Our rendezvous site at Avila Beach Harbor.
Leslie Nelson made the arrangements for this adventure. Here she is handing out the guidebooks to this field trip.
Franciscan Formation pillow lava structures at the west end of the Avila Beach Pier parking lot.
Another view of the Franciscan Formation pillow lavas which erupted from the ocean floor 180,000,000 years ago when this location was near the equator.
Avila Bay with bedrock mortars in the foreground.
The Chumash People created this grinding holes over many centuries.
Upper Pliocene Squire Sandstone along Avila Beach Drive which is 1.5 million years old and the youngest marine sediment in the San Luis Obispo County.
Lower Miocene Obispo Tuff deposited in water about 16 to 20 million  years ago during the final phase of the creation of the morros.
Miocene Monterey Formation oceanic sediment about 16 to 5 million years ago along San Luis Bay Drive.
Upper Pliocene Pismo Sandstone about 3 million years old featuring these expansion features which look like concretions.
Edna Valley Fault delineated by line of trees as viewed from US101 south of San Luis Obispo, CA.
Lenses of serpentine at Madonna Inn in San Luis Obispo.
Dike protruding up through serpentine at same location in San Luis Obispo.
Madonna Inn
Famous/infamous grotto urinal in the Madonna Inn subterranean men's room.
Giant clam sinks in the same men's room.
This is a view looking east from near the base of the Cuesta Grade. Note the mining excavation on the hill in the foreground.
Near the base of the Cuesta Grade looking north towards the grade and the Santa Lucia Range partially created by the Oceanic Fault Zone which appears on the west side of the ridge line.
At the intersection of Highways 58 and 229 east of Santa Margarita.
Salinian Granite which originated near Palm Springs, CA.
Pliocene Paso Robles Formation sediments 1 million to 100,000 years old as found in Pine Mountain Cemetery in Atascadero, CA.
The gang in route to the Cholame-Parkfield segment of our adventure.
The hill in the foreground is a scarp of the San Andreas Fault at the south end of the Cholame Valley as seen from Davis Road. Note: here where the pipeline crosses the fault it has been run across the surface and expansion joints join the pipe segments so the line won't break even if the fault breaks and there is large offset.
Note the fault scarp in the middle foreground trending left to right.
This is the San Andreas Fault as seen from near the top of Davis Road. This section broke in the 1857 Fort Tejon Quake.
Landslide originating from a spring located along the San Andreas Fault Zone (SAFZ).
View northward from the south end of the Cholame Valley as viewed from Davis Road. SAFZ trends from left up the image towards the top which is the north end of the Cholame Valley.
David Road headed down into the Cholame Valley and near the intersection of Highways 41 and 46 where actor James Dean died in a collision in 1955.
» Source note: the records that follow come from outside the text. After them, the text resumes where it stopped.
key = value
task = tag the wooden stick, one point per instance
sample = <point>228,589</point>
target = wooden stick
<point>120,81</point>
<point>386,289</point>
San Andreas Fault as a green grassy swale as viewed from Cholame Valley Road north of Cholame Valley.
Westward view of the bridge on the west side of Parkfield, CA. Note: it is bent by the creeping of the SAFZ here.
Westward view of bridge railing warped by fault creep.
Westward view of west end of bridge.
Eastward view of bridge on west side of Parkfield, CA.
Eastward view of bridge.
Slightly confusing road sign.
The San Luis Obispo Gem & Mineral Club gathering for a group portrait.
Here we are with a rare image of me (fat guy sitting down).
Iconic water tank sign.
I love this Franciscan field stone chimney.
Words to live by in this place.
The gang dining together in celebration of an awesome adventure.
Quite a bit of remodeling has occurred at the cafe since last I was here and this is the earthquake-themed northeast corner of the new pool table room .
The segment of the cafe visible at left is the add-on to the structure and contains both a pool table room and additional kitchen capacity.
This area has also been remodeled a new play structure for the kids and a stage.
USGS Earthquake Monitoring Station on the grounds of the CAL FIRE station in Parkfield.
Apparently, the Parkfield CAL FIRE station is being relocated.
I can confirm this branch was not snapped off in a major earthquake this day.
The CAL FIRE station's fire danger sign needs updating: MODERATE.
I like a town with a smaller population number than its elevation number.